En quoi la montée en débit est-elle nécessaire ?
Tout le monde constate que la situation du haut débit en France est satisfaisante. Mais il y a de très grandes disparités territoriales. Dans une vingtaine de départements ruraux, comme la Manche, ou montagneux, comme les Pyrénées-Atlantiques, grâce à des réseaux d'initiative publique, la quasi-totalité du territoire a un très bon service avec plusieurs offres grâce au dégroupage. Dans d'autres, bien souvent, seule la principale ville est dégroupée, le reste du territoire disposant au mieux d’un service de base avec une seule offre. Cela pénalise non seulement les familles mais aussi les entreprises en milieu rural qui voudraient la même chose qu'en ville, la téléphonie sur IP, la télévision sur Adsl, les offres triple-play, auxquels elles ne sont pas éligibles faute d'un débit suffisant. Il y a une forte demande de la part des élus pour cette montée en débit car cela répond à des besoins immédiats.
Concrètement, comment s’opère-t-elle ?
Si l’on utilise une image, l’idée est d’amener la fibre jusqu’aux mairies partout en France. En pratique, on tire la fibre jusqu'à un sous-répartiteur regroupant 50 à 300 lignes, donc plus près des maisons, des hameaux et des fermes. On raccourcit donc la portion en cuivre du réseau téléphonique, ce qui augmente les performances de l'Adsl. On réaménage également le sous répartiteur pour accueillir les équipements haut débit de plusieurs opérateurs. L’ARCEP s’est assuré que France Télécom, aujourd’hui propriétaire de la boucle locale cuivre, soit responsable de cette opération de réaménagement. Ainsi, sa prestation sera régulée par l’ARCEP et orientée vers les coûts. Nous allons suivre cela de très près.
Le sujet fait polémique…
Par incompréhension et par surinterprétation de l’avis de l'Autorité de la Concurrence. Quant au rôle donné à France Télécom, il est limité à une prestation régulée. L’ARCEP a trois objectifs : apporter une réponse aux besoins des élus et des collectivités d'améliorer rapidement les débits dans les zones rurales, tout en préparant la fibre jusqu'à l'abonné, et en garantissant la possibilité de la concurrence.

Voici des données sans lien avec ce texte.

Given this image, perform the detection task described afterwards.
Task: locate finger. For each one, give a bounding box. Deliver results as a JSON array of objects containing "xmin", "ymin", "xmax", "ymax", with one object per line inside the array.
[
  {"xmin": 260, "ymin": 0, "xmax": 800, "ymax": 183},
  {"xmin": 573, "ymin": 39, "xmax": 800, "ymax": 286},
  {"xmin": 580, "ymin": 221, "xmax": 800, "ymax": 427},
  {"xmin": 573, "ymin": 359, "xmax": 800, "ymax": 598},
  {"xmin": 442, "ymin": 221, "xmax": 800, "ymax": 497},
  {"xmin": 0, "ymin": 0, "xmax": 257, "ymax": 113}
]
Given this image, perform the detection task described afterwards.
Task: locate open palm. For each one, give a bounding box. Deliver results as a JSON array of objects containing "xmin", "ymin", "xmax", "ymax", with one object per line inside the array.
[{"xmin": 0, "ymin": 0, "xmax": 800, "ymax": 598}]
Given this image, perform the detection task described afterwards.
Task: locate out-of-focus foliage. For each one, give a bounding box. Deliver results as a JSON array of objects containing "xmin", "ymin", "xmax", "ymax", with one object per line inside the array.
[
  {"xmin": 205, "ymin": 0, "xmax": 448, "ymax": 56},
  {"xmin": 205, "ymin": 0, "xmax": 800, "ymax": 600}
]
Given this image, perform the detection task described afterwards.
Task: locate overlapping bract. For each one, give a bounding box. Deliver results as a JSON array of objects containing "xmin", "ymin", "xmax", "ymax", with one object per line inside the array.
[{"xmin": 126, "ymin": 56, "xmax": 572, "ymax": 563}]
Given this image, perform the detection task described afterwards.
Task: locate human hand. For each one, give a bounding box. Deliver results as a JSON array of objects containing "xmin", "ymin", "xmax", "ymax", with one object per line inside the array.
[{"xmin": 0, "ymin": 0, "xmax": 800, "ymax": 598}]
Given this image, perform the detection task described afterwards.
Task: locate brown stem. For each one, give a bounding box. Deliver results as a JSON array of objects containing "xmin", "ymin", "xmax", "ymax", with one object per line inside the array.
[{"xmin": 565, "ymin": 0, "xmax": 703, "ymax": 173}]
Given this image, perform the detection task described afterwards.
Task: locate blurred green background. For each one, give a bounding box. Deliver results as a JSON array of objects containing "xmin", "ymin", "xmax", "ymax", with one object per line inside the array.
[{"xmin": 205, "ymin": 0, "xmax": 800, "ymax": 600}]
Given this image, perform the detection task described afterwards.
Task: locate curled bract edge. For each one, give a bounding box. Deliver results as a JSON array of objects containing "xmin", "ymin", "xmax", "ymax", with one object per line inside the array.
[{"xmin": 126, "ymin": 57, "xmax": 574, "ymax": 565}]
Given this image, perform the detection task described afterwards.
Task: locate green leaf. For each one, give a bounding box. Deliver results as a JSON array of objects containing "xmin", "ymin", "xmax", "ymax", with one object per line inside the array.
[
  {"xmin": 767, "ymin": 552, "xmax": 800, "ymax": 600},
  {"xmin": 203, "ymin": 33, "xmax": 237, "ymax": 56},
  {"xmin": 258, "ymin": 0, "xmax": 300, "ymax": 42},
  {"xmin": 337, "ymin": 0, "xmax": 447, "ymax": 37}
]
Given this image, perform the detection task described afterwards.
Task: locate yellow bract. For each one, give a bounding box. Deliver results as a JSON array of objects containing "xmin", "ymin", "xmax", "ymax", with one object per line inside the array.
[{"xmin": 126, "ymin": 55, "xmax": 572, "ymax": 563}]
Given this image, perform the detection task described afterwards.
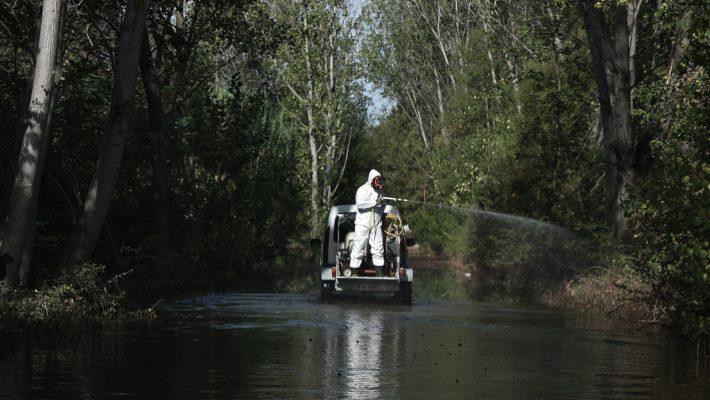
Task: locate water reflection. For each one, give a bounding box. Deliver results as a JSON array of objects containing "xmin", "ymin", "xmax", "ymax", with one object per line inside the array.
[
  {"xmin": 0, "ymin": 295, "xmax": 710, "ymax": 400},
  {"xmin": 342, "ymin": 311, "xmax": 383, "ymax": 399}
]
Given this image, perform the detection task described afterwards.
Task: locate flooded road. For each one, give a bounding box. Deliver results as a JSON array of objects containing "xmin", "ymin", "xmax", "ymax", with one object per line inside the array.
[{"xmin": 0, "ymin": 294, "xmax": 710, "ymax": 399}]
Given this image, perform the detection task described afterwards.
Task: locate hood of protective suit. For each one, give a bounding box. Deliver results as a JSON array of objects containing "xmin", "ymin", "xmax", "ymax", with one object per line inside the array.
[{"xmin": 367, "ymin": 169, "xmax": 382, "ymax": 184}]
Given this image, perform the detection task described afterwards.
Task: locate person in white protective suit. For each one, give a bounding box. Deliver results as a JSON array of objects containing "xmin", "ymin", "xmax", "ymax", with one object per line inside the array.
[{"xmin": 350, "ymin": 169, "xmax": 385, "ymax": 269}]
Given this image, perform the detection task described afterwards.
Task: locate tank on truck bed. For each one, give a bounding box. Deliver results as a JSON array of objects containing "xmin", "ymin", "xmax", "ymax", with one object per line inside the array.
[{"xmin": 320, "ymin": 204, "xmax": 414, "ymax": 304}]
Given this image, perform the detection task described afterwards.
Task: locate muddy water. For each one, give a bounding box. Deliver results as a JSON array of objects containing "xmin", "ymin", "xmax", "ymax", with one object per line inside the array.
[{"xmin": 0, "ymin": 294, "xmax": 710, "ymax": 399}]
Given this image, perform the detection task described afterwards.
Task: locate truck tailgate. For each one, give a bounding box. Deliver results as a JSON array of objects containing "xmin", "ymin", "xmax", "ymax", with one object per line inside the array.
[{"xmin": 336, "ymin": 276, "xmax": 399, "ymax": 292}]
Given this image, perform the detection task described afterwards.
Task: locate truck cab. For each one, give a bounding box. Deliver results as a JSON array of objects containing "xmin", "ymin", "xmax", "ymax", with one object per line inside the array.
[{"xmin": 319, "ymin": 204, "xmax": 414, "ymax": 304}]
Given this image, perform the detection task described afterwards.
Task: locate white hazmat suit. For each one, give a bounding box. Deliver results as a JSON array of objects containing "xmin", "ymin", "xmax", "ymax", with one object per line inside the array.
[{"xmin": 350, "ymin": 169, "xmax": 385, "ymax": 269}]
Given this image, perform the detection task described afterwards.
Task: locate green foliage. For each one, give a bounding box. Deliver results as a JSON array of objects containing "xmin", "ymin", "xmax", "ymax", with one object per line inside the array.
[
  {"xmin": 621, "ymin": 67, "xmax": 710, "ymax": 336},
  {"xmin": 0, "ymin": 264, "xmax": 124, "ymax": 337}
]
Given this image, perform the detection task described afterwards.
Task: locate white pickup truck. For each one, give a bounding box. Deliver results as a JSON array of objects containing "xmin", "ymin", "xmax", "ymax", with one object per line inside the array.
[{"xmin": 318, "ymin": 204, "xmax": 414, "ymax": 304}]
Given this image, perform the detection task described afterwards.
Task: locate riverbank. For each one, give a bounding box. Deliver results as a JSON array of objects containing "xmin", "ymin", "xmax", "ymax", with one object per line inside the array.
[{"xmin": 0, "ymin": 264, "xmax": 154, "ymax": 350}]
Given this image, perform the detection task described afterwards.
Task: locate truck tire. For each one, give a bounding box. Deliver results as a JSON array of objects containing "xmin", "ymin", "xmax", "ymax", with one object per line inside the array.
[
  {"xmin": 396, "ymin": 282, "xmax": 412, "ymax": 306},
  {"xmin": 320, "ymin": 281, "xmax": 335, "ymax": 303}
]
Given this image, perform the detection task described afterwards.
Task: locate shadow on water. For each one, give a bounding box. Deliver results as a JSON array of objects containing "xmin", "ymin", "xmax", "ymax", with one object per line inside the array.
[{"xmin": 0, "ymin": 294, "xmax": 710, "ymax": 400}]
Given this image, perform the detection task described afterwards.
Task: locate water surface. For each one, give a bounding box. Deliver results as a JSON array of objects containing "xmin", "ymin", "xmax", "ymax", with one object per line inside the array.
[{"xmin": 0, "ymin": 294, "xmax": 710, "ymax": 399}]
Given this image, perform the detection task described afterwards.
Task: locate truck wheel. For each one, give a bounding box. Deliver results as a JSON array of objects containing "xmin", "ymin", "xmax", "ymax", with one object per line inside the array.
[
  {"xmin": 320, "ymin": 281, "xmax": 335, "ymax": 302},
  {"xmin": 397, "ymin": 282, "xmax": 412, "ymax": 306}
]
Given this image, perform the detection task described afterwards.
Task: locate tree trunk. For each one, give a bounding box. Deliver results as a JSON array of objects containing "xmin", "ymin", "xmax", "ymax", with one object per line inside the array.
[
  {"xmin": 303, "ymin": 1, "xmax": 320, "ymax": 237},
  {"xmin": 140, "ymin": 29, "xmax": 170, "ymax": 263},
  {"xmin": 0, "ymin": 0, "xmax": 66, "ymax": 287},
  {"xmin": 580, "ymin": 0, "xmax": 636, "ymax": 240},
  {"xmin": 62, "ymin": 0, "xmax": 150, "ymax": 267}
]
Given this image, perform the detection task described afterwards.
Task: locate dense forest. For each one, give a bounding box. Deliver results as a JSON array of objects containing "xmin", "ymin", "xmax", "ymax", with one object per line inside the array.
[{"xmin": 0, "ymin": 0, "xmax": 710, "ymax": 336}]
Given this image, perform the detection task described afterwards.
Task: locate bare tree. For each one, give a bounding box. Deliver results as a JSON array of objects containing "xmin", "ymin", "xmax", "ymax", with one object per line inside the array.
[
  {"xmin": 62, "ymin": 0, "xmax": 150, "ymax": 266},
  {"xmin": 579, "ymin": 0, "xmax": 640, "ymax": 239},
  {"xmin": 140, "ymin": 28, "xmax": 170, "ymax": 262},
  {"xmin": 0, "ymin": 0, "xmax": 67, "ymax": 287}
]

Qui va payer cette montée en débit ?
Les demandeurs, ce sont les collectivités, les élus de terrain, et l'Etat, qui est prêt à accompagner cette montée en débit. Dans le volet numérique du Grand emprunt, une partie des 2 milliards d’euros alloués au très haut débit a déjà été « fléchée » pour la montée en débit, puisqu’il s’agit en partie de fibre optique.
Combien cela coûte-t-il ?
Plusieurs éléments entrent dans le coût : l‘aménagement du sous-répartiteur coûtera entre 30.000 et 50.000 euros en fonction du nombre de lignes. Le principal coût viendra du déploiement de la fibre jusqu’au sous-répartiteur, mais le tarif d’accès au génie civil de France Télécom est régulé et calculé pour faciliter les déploiements en milieu rural. Il serait souhaitable que ces investissements s'opèrent dans le cadre des schémas directeurs numériques départementaux, pour que l'argent public soit optimisé. A mon sens, cela devrait même être une condition d'éligibilité aux aides du Grand emprunt.
Ne vaut-il pas mieux passer directement à la fibre ?
La montée en débit est une étape vers le très haut débit puisque cela permet de rapprocher la fibre des abonnés. Il est possible que certains départements passent à la fibre à l’abonné directement. Plusieurs y réfléchissent sérieusement, comme la Savoie ou l’Ain, après un simple calcul d’opportunité. Il y a d’ailleurs un paradoxe : en ville, où les opérateurs déploient massivement, les utilisateurs ne sont pas très enclins à s'abonner à la fibre, parce qu’ils ont un très bon Adsl, alors qu'en zone rurale, où de nombreux services physiques ne sont pas accessibles, les gens sont prêts à souscrire tout de suite. L’équation économique pour les investissements tant privés que publics est donc meilleure qu’il n’y paraît dans les zones moins denses. Le basculement rapide dans l’ère de la fibre est une stratégie gagnante à tous égards.